Thanksgiving has a way of thawing the frostiest hearts in Lake Eden. But that won’t be happening for newlywed Hannah Swensen Barton—not after her husband suddenly disappears . . .
Hannah has felt as bitter as November in Minnesota since Ross vanished without a trace and left their marriage in limbo. Still, she throws herself into a baking frenzy for the sake of pumpkin pie and Thanksgiving-themed treats while endless holiday orders pour into The Cookie Jar. Hannah even introduces a raspberry Danish pastry to the menu, and P.K., her husband’s assistant at KCOW-TV, will be one of the first to sample it. But instead of taking a bite, P.K., who is driving Ross’s car and using his desk at work, is murdered. Was someone plotting against P.K. all along or did Ross dodge a deadly dose of sweet revenge? Hannah will have to quickly sift through a cornucopia of clues and suspects to stop a killer from bringing another murder to the table . . .
I cannot even with these books any more. They have gotten progressively worse with each one. This book was literally 90% people eating or talking about what they’re going to eat, or what they just ate, or how to cook the recipe that appears on the next page. Throw in boringly long pages about random things like how to recycle and scammer phone messages. There was hardly anything about the murder of the week or the investigation into Ross’s disappearance, and what did happen, happened off-screen so to speak, so we just got a quick blink or you’ll miss it sum up. This wasn’t a murder mystery, nothing was solved, nothing was explained, it was just a long list of cookies and other assorted foods being eaten.
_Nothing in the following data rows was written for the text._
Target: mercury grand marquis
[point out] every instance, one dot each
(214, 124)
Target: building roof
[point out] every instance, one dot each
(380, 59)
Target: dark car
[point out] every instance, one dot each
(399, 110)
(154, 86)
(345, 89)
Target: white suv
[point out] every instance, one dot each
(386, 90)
I’ve been firmly #TeamNorman since the beginning, but Mike wasn’t even in this book (except when he was eating) and I see no reason why either of them stick around for Hannah other than the food.
Also, seriously, another cliffhanger ending that comes out of nowhere in a rushed paragraph at the end, which I’m sure we’ll have to wait another year for. I doubt I’ll be back for it.